New Conservatory Theatre Center

Spark drops in on San Francisco’s New Conservatory Theatre Center (NCTC) on a typical Saturday night. There are three theater spaces, and each one is full: cabaret in Theater Three; a comedy about drug addiction called “Rescue and Recovery,” by Steve Murray, in the Walker Theatre; and “Mambo Italiano,” by Steve Galluccio, in the Decker Theatre.

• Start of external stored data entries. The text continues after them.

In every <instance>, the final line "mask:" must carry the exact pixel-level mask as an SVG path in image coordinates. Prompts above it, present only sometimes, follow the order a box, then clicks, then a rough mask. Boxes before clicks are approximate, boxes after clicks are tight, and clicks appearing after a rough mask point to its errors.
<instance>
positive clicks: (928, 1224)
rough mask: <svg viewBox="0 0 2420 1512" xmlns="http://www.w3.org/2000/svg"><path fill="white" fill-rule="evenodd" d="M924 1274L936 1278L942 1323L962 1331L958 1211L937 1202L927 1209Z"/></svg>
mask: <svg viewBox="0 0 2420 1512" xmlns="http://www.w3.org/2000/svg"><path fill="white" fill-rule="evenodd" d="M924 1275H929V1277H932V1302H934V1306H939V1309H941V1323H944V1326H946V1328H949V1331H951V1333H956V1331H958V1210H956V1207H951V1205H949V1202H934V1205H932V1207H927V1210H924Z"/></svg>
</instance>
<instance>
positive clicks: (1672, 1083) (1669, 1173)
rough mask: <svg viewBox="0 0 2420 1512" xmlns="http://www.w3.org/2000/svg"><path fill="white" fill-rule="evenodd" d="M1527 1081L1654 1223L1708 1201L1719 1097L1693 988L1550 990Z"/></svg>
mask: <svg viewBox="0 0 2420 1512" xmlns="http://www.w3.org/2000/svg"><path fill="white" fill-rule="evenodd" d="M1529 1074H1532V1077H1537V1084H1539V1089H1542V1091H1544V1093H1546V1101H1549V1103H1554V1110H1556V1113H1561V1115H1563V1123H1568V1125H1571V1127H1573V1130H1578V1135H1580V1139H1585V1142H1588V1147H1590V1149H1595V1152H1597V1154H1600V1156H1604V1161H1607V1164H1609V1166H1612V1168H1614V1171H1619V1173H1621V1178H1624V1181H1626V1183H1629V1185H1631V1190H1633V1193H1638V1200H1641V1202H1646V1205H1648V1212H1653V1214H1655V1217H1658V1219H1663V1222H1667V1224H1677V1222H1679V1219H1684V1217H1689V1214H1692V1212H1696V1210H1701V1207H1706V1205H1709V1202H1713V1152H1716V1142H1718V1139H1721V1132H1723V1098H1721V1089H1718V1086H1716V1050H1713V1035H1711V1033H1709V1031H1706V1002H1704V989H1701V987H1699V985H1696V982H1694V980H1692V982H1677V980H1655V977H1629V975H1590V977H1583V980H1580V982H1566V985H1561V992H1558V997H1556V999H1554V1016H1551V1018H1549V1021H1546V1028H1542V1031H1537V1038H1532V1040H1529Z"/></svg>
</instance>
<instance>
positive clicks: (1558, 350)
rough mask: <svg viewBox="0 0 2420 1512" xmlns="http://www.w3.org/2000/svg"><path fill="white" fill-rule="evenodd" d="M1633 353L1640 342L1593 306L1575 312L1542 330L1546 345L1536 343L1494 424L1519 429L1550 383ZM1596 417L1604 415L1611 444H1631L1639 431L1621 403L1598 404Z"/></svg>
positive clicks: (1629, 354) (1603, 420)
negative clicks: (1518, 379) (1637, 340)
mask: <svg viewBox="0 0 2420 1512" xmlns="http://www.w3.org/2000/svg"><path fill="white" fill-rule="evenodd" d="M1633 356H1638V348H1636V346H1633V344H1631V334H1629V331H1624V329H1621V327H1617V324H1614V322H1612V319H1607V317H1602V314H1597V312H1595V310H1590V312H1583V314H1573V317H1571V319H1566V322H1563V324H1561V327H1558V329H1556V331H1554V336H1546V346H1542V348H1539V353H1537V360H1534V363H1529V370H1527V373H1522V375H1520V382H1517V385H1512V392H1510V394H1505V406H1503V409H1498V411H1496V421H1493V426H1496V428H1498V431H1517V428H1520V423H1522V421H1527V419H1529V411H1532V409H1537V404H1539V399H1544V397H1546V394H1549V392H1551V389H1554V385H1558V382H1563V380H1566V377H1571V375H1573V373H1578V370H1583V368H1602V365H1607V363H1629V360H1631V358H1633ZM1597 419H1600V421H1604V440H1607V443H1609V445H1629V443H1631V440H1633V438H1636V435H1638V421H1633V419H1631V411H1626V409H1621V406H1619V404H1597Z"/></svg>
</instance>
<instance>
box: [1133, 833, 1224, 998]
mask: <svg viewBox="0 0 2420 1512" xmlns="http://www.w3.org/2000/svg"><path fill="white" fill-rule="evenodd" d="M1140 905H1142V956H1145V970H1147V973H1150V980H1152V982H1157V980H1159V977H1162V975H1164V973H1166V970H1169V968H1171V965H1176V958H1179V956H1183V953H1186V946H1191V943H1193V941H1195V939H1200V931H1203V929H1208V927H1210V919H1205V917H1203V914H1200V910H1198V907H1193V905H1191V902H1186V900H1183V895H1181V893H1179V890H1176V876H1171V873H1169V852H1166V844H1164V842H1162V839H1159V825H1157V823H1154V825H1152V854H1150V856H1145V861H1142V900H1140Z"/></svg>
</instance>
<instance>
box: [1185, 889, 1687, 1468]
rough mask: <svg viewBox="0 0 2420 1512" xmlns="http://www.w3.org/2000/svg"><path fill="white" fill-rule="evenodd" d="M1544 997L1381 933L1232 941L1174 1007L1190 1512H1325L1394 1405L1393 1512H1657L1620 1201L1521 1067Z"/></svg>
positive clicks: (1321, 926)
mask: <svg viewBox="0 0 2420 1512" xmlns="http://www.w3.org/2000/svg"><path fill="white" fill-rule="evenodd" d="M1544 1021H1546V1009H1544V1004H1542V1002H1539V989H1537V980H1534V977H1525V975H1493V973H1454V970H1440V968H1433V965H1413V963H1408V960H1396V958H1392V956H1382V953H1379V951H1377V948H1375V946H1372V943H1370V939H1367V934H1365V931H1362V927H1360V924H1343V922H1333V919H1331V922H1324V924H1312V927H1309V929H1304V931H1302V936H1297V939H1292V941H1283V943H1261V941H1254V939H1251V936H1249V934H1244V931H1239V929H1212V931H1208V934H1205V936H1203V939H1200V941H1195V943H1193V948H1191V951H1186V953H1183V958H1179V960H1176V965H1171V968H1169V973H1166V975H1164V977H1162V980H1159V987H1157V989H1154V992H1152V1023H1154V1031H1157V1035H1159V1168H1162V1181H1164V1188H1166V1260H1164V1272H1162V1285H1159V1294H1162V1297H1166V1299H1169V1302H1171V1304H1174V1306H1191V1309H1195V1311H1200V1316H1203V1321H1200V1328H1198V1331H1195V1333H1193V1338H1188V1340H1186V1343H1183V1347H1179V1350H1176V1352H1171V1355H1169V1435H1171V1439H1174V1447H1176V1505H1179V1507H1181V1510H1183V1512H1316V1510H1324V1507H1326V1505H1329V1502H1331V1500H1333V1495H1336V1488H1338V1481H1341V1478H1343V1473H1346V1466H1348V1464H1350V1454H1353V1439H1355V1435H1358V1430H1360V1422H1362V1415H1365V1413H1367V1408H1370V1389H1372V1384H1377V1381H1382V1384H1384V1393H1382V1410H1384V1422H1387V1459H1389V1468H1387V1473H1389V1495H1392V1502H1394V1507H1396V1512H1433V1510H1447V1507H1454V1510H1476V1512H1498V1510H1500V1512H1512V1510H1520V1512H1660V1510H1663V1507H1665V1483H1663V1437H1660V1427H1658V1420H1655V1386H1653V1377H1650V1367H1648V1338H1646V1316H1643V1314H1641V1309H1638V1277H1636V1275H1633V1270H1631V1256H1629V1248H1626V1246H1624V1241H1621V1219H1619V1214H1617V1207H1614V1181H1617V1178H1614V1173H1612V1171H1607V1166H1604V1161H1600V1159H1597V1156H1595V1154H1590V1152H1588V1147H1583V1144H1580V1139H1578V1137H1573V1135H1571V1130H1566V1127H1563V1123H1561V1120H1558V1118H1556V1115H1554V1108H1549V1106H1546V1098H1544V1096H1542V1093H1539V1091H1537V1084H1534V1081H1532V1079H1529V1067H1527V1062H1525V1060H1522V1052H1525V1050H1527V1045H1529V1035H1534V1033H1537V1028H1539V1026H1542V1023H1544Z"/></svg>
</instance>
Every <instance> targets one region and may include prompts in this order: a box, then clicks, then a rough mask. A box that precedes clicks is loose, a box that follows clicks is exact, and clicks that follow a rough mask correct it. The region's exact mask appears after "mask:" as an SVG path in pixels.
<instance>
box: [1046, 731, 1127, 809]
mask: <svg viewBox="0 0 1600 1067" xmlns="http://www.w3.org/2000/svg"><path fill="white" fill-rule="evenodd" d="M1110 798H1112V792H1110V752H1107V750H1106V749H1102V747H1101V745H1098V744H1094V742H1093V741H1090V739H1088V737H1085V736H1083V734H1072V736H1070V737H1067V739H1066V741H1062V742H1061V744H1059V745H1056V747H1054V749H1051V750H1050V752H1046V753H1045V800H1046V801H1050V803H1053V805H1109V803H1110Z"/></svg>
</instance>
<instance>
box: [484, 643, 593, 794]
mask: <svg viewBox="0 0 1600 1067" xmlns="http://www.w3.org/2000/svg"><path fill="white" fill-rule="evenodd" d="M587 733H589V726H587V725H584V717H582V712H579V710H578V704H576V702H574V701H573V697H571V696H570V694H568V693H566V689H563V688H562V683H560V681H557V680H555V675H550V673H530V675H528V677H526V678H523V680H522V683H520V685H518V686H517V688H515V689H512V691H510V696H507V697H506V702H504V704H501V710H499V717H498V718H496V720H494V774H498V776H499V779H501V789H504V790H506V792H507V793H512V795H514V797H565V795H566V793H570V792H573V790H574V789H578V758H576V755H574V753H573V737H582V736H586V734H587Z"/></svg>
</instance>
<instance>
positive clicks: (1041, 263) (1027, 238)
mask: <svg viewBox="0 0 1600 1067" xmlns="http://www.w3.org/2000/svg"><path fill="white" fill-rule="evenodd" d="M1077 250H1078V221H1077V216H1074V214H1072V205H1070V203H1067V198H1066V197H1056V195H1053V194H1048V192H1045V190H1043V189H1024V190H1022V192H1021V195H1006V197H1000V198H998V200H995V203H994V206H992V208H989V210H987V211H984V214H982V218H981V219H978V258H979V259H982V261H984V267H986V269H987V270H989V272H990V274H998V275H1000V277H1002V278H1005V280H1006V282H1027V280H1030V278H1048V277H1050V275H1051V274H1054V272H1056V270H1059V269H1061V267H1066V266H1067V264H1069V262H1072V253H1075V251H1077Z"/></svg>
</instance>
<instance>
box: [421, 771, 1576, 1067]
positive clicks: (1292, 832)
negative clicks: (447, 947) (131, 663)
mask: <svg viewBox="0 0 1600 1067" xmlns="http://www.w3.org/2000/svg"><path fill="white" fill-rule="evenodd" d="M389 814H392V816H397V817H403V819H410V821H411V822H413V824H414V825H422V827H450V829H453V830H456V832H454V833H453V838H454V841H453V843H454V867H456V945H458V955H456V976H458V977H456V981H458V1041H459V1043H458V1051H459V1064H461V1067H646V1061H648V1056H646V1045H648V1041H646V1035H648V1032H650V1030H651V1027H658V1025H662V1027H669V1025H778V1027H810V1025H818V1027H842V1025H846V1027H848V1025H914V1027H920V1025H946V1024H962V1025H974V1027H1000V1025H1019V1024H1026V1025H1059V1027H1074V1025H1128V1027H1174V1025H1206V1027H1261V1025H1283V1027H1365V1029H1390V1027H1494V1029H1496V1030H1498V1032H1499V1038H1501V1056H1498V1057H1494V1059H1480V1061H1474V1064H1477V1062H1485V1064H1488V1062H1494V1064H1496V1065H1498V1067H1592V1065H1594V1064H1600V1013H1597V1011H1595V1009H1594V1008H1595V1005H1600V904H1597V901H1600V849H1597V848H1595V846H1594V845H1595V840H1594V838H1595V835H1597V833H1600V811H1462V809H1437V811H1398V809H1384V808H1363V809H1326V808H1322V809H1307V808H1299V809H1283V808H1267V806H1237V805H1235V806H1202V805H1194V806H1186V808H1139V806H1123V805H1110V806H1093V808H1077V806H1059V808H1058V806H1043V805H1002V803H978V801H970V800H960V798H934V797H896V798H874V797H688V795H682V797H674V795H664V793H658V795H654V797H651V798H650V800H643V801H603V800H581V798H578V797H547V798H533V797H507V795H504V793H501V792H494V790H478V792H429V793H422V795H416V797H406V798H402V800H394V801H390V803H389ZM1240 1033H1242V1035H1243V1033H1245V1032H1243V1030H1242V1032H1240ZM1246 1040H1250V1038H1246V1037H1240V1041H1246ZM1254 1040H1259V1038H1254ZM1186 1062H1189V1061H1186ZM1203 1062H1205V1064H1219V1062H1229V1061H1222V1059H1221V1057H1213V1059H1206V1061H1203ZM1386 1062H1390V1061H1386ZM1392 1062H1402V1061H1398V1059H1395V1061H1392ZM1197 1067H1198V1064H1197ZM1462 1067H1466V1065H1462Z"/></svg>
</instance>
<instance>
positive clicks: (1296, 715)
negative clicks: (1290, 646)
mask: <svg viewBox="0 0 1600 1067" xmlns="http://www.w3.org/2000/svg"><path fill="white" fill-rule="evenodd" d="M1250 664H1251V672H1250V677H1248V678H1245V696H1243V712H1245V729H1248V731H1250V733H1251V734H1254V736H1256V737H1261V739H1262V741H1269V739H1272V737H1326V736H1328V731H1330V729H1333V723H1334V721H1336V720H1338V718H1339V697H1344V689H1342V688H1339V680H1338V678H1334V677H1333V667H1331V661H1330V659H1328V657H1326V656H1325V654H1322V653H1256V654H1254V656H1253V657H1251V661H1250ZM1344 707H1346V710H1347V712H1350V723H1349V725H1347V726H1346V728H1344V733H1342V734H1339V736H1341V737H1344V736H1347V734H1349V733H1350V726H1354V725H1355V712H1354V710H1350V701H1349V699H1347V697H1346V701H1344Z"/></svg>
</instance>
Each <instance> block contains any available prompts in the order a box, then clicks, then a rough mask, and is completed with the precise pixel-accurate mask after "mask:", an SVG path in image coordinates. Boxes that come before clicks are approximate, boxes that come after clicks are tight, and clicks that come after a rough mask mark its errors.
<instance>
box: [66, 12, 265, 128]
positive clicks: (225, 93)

NCTC founder Ed Decker, who is also the theater center’s executive and artistic director, explains how, for him, risk-taking is what it is all about. “I strive to push past my comfort level. Whenever I start to see us producing things that are easily done, I quickly move in the other direction.” He celebrates the uniqueness of the NCTC as a populist community theater that speaks to and for diverse audiences, especially for the gay community in San Francisco.

The productions under consideration for the NCTC’s 2005 Gay Pride Season illustrate a commitment to trying new and challenging material. Contenders include a piece about photographer Richard Mapplethorpe and “Slap and Tickle,” by new writer Davis Parr, about a gay bathhouse. Both pieces are controversial, as is the work of Tony Award-winning playwright Terrence McNally, who is currently in residence at the NCTC as part of its new works program. McNally will have his third première at the NCTC in the 2006 Gay Pride Season.

Now that dramatizing the gay experience has become more acceptable, Decker sees the NCTC responding and moving in a new direction. It is no longer a question of gay theater or black theater or women’s theater. Now that theater articulates these voices, Decker believes that theater needs to reach out to other communities. Things may change, but the mission of the NCTC remains constant: to effect personal and societal growth, enlightenment and change.

The NCTC is a recipient of multiple Drama-Logue, Bay Area Theatre Critics and Dean Goodman awards and has also received substantial support from the National Endowment for the Arts. The NCTC was the first theater in the United States to use theater to educate youth in grades K-12 on HIV awareness and prevention as part of its nationally acclaimed YouthAware Education Theatre. The NCTC also offers adult classes throughout the year.